See the agno scheduler docs for the cron API.

Connect to interfaces

Your agents should be available where your users are. Slack threads. Discord channels. Telegram for the field team.

Or most importantly: a custom UI inside your product.

For Slack, Discord, Telegram: the pattern is similar. Expose the agents via an interface. See app/main.py for a reference:

interfaces: list = []
if SLACK_BOT_TOKEN and SLACK_SIGNING_SECRET:
    from agno.os.interfaces.slack import Slack

    interfaces.append(
        Slack(
            agent=code_search,
            streaming=True,
            token=SLACK_BOT_TOKEN,
            signing_secret=SLACK_SIGNING_SECRET,
            resolve_user_identity=True,
        )
    )

...

agent_os = AgentOS(
    ...
    interfaces=interfaces,
)

Read the interfaces guide for more information.

Wrapping up

Congratulations. If you made it this far, you have a unified agent platform running securely in your cloud. Technical users can create and deploy agents using Claude Code. Non-technical users can use the no-code UI.
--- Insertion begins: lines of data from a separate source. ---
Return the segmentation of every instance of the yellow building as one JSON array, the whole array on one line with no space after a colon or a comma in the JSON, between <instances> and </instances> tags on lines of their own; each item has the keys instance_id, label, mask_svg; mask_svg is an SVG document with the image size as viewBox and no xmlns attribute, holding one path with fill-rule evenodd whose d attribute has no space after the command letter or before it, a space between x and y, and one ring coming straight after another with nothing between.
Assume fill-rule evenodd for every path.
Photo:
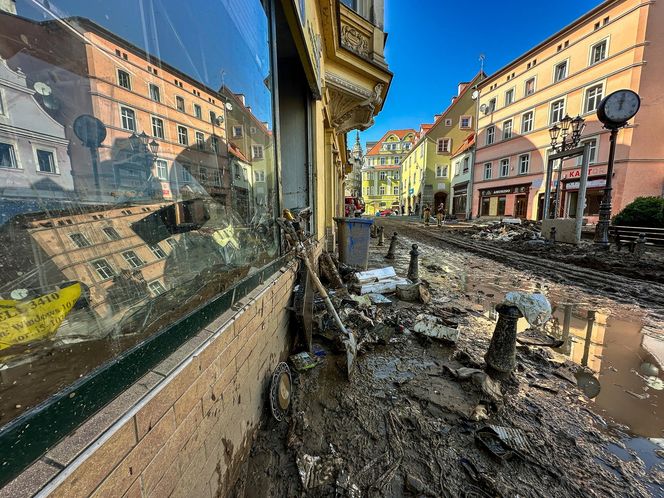
<instances>
[{"instance_id":1,"label":"yellow building","mask_svg":"<svg viewBox=\"0 0 664 498\"><path fill-rule=\"evenodd\" d=\"M362 194L366 214L384 209L401 213L401 163L411 150L417 132L390 130L378 142L368 142L362 168Z\"/></svg>"},{"instance_id":2,"label":"yellow building","mask_svg":"<svg viewBox=\"0 0 664 498\"><path fill-rule=\"evenodd\" d=\"M421 212L427 204L433 209L442 203L449 212L452 154L474 133L474 89L484 77L478 73L472 81L460 83L452 103L435 116L433 125L422 125L417 142L403 161L401 186L406 209Z\"/></svg>"}]
</instances>

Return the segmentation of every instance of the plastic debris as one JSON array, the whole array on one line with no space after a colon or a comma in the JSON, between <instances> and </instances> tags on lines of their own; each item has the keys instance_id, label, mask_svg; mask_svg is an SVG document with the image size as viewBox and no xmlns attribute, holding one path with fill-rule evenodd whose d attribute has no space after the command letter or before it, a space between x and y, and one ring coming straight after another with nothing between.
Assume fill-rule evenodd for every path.
<instances>
[{"instance_id":1,"label":"plastic debris","mask_svg":"<svg viewBox=\"0 0 664 498\"><path fill-rule=\"evenodd\" d=\"M298 372L304 372L305 370L315 368L320 362L318 356L311 355L306 351L289 356L288 361L291 362L293 368Z\"/></svg>"},{"instance_id":2,"label":"plastic debris","mask_svg":"<svg viewBox=\"0 0 664 498\"><path fill-rule=\"evenodd\" d=\"M519 308L532 327L541 327L551 318L551 304L544 294L508 292L504 303Z\"/></svg>"},{"instance_id":3,"label":"plastic debris","mask_svg":"<svg viewBox=\"0 0 664 498\"><path fill-rule=\"evenodd\" d=\"M444 325L440 318L433 315L417 315L413 331L443 341L456 342L459 339L459 329Z\"/></svg>"}]
</instances>

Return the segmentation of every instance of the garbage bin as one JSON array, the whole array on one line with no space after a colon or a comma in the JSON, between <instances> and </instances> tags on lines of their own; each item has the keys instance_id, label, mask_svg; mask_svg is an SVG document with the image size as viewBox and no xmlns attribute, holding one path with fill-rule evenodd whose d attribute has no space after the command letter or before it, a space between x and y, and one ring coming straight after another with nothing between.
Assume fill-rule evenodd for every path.
<instances>
[{"instance_id":1,"label":"garbage bin","mask_svg":"<svg viewBox=\"0 0 664 498\"><path fill-rule=\"evenodd\" d=\"M334 218L339 238L339 261L347 265L367 269L369 239L373 220L366 218Z\"/></svg>"}]
</instances>

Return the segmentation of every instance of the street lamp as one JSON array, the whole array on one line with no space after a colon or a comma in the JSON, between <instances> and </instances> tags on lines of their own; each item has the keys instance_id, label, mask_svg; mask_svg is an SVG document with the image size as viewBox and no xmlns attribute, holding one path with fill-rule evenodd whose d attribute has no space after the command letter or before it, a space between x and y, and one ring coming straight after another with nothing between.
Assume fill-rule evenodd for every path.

Sessions, traces, and knowledge live in your database. Your infrastructure is gated behind JWT-based RBAC and API keys are managed in one place.

Why it's important to control your data

Before we close, a note on data sovereignty.

Every interaction with your platform produces data. Sessions, memory, and traces all flow into your Postgres database. Two reasons why this matters:

  1. Compliance. Keeping the data in your own database reduces the risk of a breach. The moment customer data, proprietary code, or internal documents touch a third-party trace tool or memory service, your level of security is whatever their level of security is.

  2. Auto Improvement. Your traces are how Claude Code (or you) close the loop on agent quality. Coding agents are going to be the main way to build and improve agents. They can only work because the trace data lives where the iteration tool can read it. Vendor-stitched stacks split this surface across three SaaS products and the loop never closes.

The agents you ship today are the smallest part of what you've built. The platform underneath them, and the iteration loop it enables, is the thing that matters.